Ja miałem okazję sprawdzić wersje 1,0 (66 KM) i 1,25 (87 KM). Mniejszy silnik w górach radził sobie przeciętnie. Do miasta jest on absolutnym minimum. Zadowoli wyłącznie osoby, które chcą spokojnie przemieścić się z punktu A do B. Sam wybrałbym mocniejszą jednostkę ze względu na lepszą kulturę pracy, zauważalnie większą elastyczność i oczywiście lepsze osiągi. Co najważniejsze – silniki nie wykazały w trakcie męczenia po górach szczególnie dużego apetytu na paliwo. Komputery pokładowe wskazały w obydwu przypadkach około 6,5 l/100 km.
Dobre wyniki spalania to również zasługa dobrze zestopniowanej skrzyni biegów. Przyzwoicie wpasowywały się w potrzeby poruszania się po ciasnych, włoskich miasteczkach, ale równie dobrze radziły sobie w trasie. Częste sięganie do lewarka nie było uciążliwe przy ciągłym przyspieszaniu i hamowaniu dzięki jego bardzo dobremu prowadzeniu.
Ze względu na podobne wyniki zużycia paliwa, które zazwyczaj w tym segmencie są jednym z ważniejszych czynników podczas dokonywania wyboru wersji, sądzę, że większość osób zdecyduje się na wariant 1,25 l, o ile będzie on oferowany w rozsądnej cenie. Cenę zapewne da się znacznie podbić, wybierając z katalogu takie dodatki jak podgrzewana kierownica czy szyberdach.

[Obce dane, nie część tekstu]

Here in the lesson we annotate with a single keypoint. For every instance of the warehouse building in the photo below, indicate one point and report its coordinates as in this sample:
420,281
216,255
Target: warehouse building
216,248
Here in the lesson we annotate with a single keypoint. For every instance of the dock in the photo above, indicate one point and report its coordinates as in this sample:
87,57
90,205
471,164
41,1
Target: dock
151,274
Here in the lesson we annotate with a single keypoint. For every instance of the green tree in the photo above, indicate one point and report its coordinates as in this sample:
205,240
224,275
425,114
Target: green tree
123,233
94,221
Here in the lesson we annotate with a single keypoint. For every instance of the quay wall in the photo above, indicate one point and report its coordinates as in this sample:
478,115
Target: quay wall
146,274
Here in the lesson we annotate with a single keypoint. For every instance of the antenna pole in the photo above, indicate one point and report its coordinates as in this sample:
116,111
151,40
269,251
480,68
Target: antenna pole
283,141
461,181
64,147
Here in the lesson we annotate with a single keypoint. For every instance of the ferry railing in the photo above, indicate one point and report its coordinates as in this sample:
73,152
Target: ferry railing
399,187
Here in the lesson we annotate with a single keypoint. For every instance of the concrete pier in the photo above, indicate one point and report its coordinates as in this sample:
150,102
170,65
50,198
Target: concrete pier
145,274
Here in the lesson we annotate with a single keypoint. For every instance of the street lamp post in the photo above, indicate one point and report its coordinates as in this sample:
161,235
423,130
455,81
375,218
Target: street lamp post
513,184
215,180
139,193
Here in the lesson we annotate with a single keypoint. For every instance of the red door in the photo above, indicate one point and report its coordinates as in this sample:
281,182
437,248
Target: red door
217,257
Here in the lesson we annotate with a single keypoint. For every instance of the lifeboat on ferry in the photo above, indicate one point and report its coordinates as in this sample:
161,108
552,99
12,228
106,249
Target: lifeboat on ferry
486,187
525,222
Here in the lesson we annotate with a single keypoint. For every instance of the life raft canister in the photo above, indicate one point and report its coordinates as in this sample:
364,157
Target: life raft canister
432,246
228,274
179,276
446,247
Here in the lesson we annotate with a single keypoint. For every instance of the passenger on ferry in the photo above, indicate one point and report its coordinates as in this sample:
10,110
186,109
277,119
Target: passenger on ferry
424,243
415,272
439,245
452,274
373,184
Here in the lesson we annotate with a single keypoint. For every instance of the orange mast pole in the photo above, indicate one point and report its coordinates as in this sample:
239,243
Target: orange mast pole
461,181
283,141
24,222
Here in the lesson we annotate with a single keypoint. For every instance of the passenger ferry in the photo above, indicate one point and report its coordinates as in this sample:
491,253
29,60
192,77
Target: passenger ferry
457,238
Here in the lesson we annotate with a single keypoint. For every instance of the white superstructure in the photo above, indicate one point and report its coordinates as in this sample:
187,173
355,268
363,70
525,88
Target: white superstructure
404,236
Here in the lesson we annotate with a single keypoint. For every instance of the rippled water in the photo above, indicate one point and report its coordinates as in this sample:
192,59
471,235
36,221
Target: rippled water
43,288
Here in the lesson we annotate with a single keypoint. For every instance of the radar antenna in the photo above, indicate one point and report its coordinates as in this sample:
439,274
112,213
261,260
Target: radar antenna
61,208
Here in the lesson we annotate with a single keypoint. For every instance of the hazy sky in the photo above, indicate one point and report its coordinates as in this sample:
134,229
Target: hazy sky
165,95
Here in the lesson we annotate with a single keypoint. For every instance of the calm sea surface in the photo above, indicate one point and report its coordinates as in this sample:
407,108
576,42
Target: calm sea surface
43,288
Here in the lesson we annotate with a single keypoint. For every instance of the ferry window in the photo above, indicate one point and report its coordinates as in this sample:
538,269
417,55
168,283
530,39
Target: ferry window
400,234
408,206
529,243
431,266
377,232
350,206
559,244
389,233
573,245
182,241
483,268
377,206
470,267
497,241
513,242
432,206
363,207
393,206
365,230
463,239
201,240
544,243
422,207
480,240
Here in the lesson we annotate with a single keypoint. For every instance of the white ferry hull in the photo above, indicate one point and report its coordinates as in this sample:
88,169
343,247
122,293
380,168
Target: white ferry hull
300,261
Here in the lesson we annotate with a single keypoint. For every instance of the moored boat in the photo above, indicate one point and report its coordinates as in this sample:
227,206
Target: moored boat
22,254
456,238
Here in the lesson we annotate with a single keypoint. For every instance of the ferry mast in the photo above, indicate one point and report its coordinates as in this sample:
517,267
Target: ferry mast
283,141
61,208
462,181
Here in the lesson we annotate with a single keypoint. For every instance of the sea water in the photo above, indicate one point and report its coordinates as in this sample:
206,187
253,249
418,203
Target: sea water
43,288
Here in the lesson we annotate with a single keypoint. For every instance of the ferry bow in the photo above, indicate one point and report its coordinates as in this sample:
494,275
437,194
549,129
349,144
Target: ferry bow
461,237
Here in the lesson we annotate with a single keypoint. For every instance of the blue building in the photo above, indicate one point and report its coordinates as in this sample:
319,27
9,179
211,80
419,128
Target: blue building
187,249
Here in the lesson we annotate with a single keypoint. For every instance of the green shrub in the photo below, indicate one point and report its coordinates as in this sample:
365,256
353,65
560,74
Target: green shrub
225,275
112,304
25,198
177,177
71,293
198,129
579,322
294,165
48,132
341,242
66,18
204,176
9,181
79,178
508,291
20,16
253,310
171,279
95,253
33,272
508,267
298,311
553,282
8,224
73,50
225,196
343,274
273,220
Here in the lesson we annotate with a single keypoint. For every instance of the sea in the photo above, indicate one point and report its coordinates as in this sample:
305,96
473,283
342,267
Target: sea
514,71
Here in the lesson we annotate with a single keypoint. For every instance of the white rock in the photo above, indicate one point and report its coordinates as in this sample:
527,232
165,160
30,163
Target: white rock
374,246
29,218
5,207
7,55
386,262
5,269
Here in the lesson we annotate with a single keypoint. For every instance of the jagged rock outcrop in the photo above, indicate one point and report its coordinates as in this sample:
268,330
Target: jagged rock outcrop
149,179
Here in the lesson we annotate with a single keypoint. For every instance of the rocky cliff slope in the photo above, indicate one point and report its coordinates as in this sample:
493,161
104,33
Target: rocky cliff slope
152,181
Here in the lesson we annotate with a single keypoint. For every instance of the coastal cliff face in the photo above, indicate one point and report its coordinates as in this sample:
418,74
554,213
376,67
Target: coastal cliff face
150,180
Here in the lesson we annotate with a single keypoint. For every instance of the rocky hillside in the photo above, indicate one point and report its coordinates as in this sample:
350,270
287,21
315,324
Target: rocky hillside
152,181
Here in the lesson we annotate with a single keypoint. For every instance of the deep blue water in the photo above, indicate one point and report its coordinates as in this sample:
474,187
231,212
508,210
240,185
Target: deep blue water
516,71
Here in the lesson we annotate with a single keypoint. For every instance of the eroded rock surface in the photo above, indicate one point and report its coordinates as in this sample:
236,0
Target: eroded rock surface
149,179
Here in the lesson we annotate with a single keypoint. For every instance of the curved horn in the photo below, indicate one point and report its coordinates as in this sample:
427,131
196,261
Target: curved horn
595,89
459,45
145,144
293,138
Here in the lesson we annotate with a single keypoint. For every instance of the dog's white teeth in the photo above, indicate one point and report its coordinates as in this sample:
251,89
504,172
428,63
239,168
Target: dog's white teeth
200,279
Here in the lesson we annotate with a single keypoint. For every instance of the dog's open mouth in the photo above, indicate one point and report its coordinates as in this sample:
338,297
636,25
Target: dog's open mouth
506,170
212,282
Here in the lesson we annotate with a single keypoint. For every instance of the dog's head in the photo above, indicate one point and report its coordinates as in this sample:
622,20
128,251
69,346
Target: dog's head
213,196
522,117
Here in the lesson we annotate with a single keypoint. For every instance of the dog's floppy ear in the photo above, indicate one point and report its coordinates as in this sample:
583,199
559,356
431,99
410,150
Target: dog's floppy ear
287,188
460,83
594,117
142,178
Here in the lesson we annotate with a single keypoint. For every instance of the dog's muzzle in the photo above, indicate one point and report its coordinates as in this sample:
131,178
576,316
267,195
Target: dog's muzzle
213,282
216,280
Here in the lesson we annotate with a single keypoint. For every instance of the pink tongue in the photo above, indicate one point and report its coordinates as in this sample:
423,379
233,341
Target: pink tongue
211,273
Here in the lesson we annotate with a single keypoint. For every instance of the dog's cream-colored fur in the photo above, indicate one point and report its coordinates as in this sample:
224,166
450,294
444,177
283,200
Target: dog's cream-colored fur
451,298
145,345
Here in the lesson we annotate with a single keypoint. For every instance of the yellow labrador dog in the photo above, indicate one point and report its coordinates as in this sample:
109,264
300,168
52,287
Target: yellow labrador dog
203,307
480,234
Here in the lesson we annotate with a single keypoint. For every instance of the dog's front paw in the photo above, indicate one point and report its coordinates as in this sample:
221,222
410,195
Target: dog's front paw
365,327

No właśnie – cena. Nie jest ona jeszcze znana. I dlatego tak naprawdę trudno ocenić, czy i10 będzie rywalem dla obecnych liderów rynku. Przedstawiciele Hyundaia podczas konferencji kilka razy podkreślali, że nie chcą być już marką postrzeganą jako tania. Z jednej strony to dobrze, ponieważ właśnie temu zawdzięczamy wygląd, jakość wykonania nowego i10 i 5-letnią gwarancję bez limitu kilometrów. Z drugiej strony jest to trochę niepokojące. Można bowiem przypuszczać, że najmniejszy samochód Hyundaia będzie skokiem nie tylko ewolucyjnym, ale również cenowym.
- Bardzo dobre wyciszenie wnętrza
- Świetne jak na ten segment prowadzenie
- Dosyć duży bagażnik
- Dobre wykonanie i atrakcyjny wygląd
- Zbyt słaba jednostka 1,0 l
Ogólna ocena samochodu:
Brak ze względu na nieznaną cenę.[/h3]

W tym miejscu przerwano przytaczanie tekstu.